I didn't experience what the man was talking about until a weekend afternoon about a month later, when gunshots sounded outside our window. They were loud enough that I actually dove from the couch to the floor. A police car sped by shortly afterward, but nothing else came of it, that we know of. Pretty soon, it was back to joggers and couples on walks.
The first word that comes to mind describing this new setting is "bizarre," and our many windows offer ample opportunity to contemplate it. Directly behind us is a fire station, where we can hear the three-tone signal before a truck goes out and see them grilling dinner in the back. My husband likes to wave to the truck through our living room window as it leaves on its assignment. (We can't tell whether or not the firemen can see him, but it's comedy gold for me.)
Off to the northeast (top photo), we can glimpse the Bay and AT&T Stadium -- we had a nice view of the fireworks when Bonds hit his record-breaking homer this week. On the south side of the house is a concrete water treatment plant surrounded by a wall of lumpy, netting-covered earth. On the west side, there is a brand new modern home going up and another glimpse of a view (bottom photo) of the city. And to the north, right next door? You're looking at it, at left. That's the view of our next-door neighbor's yard.
The people who live there have been quite friendly, on the few occasions we've crossed paths. One afternoon, as we were standing at our door watching the cat explore his new outside territory, an elderly woman with missing teeth emerged from the screened-in porch. "You have a cat?" she said. "I wouldn't want the dog to get at him... I came here to give my grandson money to clean this mess up." She waved her hand across the yard, and we nodded vigorously. "It's especially not good for me. It's hard for me to get around," she said. We introduced ourselves and she went back inside the porch.
Later, we found out that the dog she mentioned had killed the previous tenant's cat. It was, we were told by our downstairs neighbor, "an ugly scene."
Despite the grandmother's intentions, the place remains as hazardous-looking as ever. I get a perverse pleasure from staring out the window at it, imagining what the inside must be like and projecting the reaction of the city officials who surely one day will have to inspect and condemn it. They'll walk through with flashlights and face masks, making world-weary jokes a la Law and Order: "Hey Murphy, got a trashcan?" or "Sheez, maybe the maid quit."
The older man who lives there kindly directed us to our place on Carolina Street when we went to see it for the first time. "Sorry to be blocking the sidewalk!" he and his pal said cheerfully, presiding over a pile of junk that perhaps had tried to escape from his house.
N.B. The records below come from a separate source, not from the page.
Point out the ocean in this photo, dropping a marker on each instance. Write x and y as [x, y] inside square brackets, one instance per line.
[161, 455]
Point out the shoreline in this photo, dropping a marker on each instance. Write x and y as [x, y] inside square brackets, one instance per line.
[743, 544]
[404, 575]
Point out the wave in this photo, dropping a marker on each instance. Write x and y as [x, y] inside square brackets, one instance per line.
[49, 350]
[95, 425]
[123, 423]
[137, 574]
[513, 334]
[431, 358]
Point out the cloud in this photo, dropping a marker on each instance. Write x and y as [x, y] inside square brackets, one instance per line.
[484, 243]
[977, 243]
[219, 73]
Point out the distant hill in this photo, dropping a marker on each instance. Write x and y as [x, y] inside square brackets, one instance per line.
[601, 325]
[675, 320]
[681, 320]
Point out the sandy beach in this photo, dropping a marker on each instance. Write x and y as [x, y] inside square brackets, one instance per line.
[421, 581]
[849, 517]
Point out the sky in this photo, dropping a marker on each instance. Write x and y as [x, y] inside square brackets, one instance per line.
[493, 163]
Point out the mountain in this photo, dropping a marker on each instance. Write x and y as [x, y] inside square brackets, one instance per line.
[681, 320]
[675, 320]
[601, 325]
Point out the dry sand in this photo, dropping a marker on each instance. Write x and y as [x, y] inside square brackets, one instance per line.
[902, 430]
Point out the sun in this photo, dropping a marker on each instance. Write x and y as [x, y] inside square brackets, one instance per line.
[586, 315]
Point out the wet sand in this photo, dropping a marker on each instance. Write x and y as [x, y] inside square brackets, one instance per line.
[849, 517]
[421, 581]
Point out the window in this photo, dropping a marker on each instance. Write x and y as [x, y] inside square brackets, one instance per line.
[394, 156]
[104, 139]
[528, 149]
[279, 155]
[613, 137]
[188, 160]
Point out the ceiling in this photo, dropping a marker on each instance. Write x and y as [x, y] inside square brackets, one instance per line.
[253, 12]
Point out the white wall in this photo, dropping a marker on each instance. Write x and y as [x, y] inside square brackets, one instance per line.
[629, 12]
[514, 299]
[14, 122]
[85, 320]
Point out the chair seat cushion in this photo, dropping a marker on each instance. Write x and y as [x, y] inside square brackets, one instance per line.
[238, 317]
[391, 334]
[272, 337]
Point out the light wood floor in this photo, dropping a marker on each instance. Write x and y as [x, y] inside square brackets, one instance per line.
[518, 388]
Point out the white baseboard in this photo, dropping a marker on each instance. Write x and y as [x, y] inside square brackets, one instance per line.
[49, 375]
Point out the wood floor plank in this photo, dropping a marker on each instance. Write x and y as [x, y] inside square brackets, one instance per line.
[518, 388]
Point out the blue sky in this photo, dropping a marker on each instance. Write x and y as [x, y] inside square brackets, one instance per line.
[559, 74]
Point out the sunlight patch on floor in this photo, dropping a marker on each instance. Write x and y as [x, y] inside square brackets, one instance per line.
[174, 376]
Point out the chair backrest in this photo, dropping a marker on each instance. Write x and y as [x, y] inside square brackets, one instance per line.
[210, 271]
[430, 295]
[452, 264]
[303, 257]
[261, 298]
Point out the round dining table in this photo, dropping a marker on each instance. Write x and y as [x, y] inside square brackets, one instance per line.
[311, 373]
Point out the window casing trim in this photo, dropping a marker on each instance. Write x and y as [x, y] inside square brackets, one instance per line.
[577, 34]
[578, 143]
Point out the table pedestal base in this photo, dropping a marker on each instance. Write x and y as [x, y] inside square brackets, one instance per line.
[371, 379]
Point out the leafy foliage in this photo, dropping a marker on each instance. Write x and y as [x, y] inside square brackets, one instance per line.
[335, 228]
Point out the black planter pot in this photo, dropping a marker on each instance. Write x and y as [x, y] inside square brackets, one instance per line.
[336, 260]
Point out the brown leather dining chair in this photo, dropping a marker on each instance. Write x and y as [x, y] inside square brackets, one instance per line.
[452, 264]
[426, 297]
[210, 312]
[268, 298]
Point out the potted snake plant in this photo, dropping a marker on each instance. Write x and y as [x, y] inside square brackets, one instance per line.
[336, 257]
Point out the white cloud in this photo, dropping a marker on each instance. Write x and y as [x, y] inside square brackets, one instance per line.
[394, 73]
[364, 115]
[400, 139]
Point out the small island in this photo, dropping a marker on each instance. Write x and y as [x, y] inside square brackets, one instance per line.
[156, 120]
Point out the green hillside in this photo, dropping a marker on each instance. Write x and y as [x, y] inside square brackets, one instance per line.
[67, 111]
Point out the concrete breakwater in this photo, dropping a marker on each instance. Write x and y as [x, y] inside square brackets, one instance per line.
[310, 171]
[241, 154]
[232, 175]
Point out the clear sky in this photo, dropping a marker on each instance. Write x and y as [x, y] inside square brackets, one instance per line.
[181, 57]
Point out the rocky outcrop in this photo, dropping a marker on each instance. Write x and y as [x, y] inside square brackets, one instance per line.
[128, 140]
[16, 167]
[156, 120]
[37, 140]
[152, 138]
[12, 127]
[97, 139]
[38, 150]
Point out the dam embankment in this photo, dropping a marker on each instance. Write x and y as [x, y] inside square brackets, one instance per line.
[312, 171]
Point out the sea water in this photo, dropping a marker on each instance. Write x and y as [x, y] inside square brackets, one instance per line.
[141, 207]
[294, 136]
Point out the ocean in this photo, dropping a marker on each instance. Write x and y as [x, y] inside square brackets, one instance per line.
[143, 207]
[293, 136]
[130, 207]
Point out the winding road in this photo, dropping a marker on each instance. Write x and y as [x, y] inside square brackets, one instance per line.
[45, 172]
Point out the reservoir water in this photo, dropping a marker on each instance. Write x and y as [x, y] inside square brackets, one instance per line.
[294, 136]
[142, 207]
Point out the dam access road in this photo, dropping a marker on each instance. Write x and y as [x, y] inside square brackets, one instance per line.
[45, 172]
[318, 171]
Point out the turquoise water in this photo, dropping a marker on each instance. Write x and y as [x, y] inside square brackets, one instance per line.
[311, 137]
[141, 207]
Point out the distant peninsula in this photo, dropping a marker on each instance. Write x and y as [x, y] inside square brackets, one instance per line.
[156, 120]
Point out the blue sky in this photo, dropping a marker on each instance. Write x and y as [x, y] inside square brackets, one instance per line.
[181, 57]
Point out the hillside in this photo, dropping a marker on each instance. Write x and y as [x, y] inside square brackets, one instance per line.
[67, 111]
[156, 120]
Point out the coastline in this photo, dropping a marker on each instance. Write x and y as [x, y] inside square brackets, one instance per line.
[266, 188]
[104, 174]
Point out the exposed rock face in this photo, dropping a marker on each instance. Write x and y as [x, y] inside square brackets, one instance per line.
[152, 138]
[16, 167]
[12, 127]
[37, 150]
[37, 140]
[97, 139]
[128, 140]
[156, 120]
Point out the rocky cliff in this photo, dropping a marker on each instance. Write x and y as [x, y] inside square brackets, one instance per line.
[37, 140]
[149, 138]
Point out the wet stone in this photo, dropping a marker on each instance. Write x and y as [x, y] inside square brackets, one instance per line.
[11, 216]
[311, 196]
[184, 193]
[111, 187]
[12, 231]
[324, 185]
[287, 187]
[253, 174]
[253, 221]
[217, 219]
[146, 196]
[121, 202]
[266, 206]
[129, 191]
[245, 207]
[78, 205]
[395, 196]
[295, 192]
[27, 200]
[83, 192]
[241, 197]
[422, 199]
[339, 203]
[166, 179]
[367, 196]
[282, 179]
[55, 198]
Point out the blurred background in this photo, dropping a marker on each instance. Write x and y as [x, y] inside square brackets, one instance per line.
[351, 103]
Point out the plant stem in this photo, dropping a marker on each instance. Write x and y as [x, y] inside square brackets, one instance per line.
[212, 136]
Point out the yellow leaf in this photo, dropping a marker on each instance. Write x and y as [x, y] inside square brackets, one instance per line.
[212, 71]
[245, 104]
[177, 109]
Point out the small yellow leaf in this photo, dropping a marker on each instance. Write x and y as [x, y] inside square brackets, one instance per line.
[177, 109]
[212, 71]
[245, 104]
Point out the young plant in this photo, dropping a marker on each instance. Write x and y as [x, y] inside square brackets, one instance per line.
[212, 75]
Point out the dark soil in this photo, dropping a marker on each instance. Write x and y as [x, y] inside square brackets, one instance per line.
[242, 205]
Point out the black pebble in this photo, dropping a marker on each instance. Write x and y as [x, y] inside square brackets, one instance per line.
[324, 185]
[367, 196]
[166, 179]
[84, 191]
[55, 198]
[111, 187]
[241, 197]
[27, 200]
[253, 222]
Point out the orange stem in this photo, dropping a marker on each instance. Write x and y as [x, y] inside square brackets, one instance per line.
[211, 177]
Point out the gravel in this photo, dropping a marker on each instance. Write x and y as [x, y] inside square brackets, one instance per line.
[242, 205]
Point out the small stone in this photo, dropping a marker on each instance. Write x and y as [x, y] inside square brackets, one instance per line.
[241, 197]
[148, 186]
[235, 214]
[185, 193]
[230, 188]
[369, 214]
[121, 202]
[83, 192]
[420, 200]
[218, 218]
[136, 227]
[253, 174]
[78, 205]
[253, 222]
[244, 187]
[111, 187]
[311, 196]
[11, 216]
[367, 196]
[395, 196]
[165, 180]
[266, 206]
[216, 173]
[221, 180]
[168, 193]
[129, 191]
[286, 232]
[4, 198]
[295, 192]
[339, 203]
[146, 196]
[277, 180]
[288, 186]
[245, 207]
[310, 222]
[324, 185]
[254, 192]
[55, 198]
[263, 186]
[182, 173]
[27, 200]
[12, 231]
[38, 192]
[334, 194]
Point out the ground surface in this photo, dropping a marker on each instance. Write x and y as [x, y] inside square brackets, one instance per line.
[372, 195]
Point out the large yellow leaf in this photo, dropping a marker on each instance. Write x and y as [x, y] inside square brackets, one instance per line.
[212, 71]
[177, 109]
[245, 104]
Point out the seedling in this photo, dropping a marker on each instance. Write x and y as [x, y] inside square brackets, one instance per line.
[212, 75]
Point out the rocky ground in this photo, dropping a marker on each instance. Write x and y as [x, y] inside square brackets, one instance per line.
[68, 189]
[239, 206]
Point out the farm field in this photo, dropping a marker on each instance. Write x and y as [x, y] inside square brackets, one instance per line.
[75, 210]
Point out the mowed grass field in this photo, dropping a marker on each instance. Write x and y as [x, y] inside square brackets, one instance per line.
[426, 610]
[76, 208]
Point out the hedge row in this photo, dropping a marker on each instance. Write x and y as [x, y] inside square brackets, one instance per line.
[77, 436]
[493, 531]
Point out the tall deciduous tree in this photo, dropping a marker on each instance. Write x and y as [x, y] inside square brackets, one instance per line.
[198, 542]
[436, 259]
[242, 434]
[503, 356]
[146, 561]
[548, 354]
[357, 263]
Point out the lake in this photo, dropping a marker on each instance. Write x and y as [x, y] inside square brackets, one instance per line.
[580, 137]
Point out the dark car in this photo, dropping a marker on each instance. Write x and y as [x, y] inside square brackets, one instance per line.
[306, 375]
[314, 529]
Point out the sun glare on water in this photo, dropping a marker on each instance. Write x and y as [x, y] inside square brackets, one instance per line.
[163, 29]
Our future home didn't look much better than his, at first: It was under renovation and completely in shambles, full of the tenant's poorly chosen stuff. The exterior remains nothing to write home about, the bathroom looks like it belongs in an elementary school and the kitchen counter is topped with a marbled perwinkle blue plastic that looks like it was installed at least 40 years ago.
Still, inexplicably, I became obsessed with getting in here. I had dreams about it, lost sleep waking up at 4:30 in the morning thinking about it. I drove by during the day, stalking it, both before and after we signed the lease. (Incidentally, have you ever had a song creep in on you and haunt you along with an idea, absolutely defining a moment in your life? For me, the song here was "Tel Que Tu Es".) The three weeks between seeing it and moving in seemed interminable.
We danced around after moving in, feeling like kings: a washing machine with no coin slot! A little office! A yard with a grill! "It's a real place," we said, perhaps overly grateful after years of living in cramped urban apartments with almost no amenities. I found it remarkable that most people you pass on the street in this part of town actually smile and say "hello," instead of "Spare any change for a beer?"
We're settled in, but living here still feels simultaneously like being on vacation and being in exile on a foreign planet. A whistling wind, along with views (just squint!) of the water and fog over the city, are punctuated by noise from the 53 bus line, the fire station, kids on their way to the neighborhood center down the street, hip-hop booming from beat-up cars, dressed-up old people on their way to Sunday church and white thirtysomethings walking their babies and dogs. It feels isolated, yet highly trafficked by a dozen intersecting microcosms.
The fact that one of those microcosms is a fire station led our renter's insurance company to bump the premium down. Fortunately for us, gunshots and killer dogs probably don't merit an adjustment.